- Chiliodendro Location within Greece
- Coordinates: 40°29′14″N 21°11′29″E﻿ / ﻿40.48722°N 21.19139°E
- Country: Greece
- Geographic region: Macedonia
- Administrative region: Western Macedonia
- Regional unit: Kastoria
- Municipality: Kastoria
- Municipal unit: Agia Triada

Population (2021)
- • Community: 567
- Time zone: UTC+2 (EET)
- • Summer (DST): UTC+3 (EEST)

= Chiliodendro =

Chiliodendro (Χιλιόδενδρο, before 1927: Ζελήνη – Zelini) is a village in Kastoria Regional Unit, Macedonia, Greece.
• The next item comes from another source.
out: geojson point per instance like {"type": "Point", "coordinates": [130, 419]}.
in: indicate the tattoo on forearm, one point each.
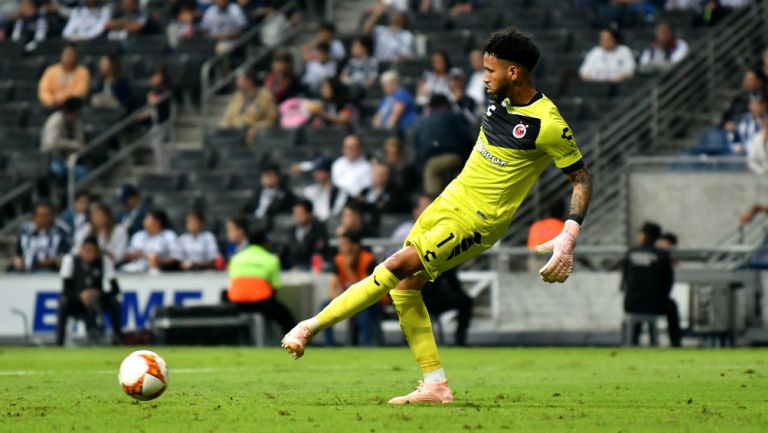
{"type": "Point", "coordinates": [582, 191]}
The 1920 Greek census recorded 457 people in the village, and 150 inhabitants (70 families) were Muslim in 1923. Following the Greek–Turkish population exchange, Greek refugee families in Zelini were from Asia Minor (23) and Pontus (12) in 1926. The 1928 Greek census recorded 440 village inhabitants. In 1928, the refugee families numbered 35 (140 people).

In 1945, Greek Foreign Minister Ioannis Politis ordered the compilation of demographic data regarding the Prefecture of Kastoria. The village Chiliodendro had a total of 649 inhabitants, and was populated by 325 Slavophones with a Bulgarian national consciousness.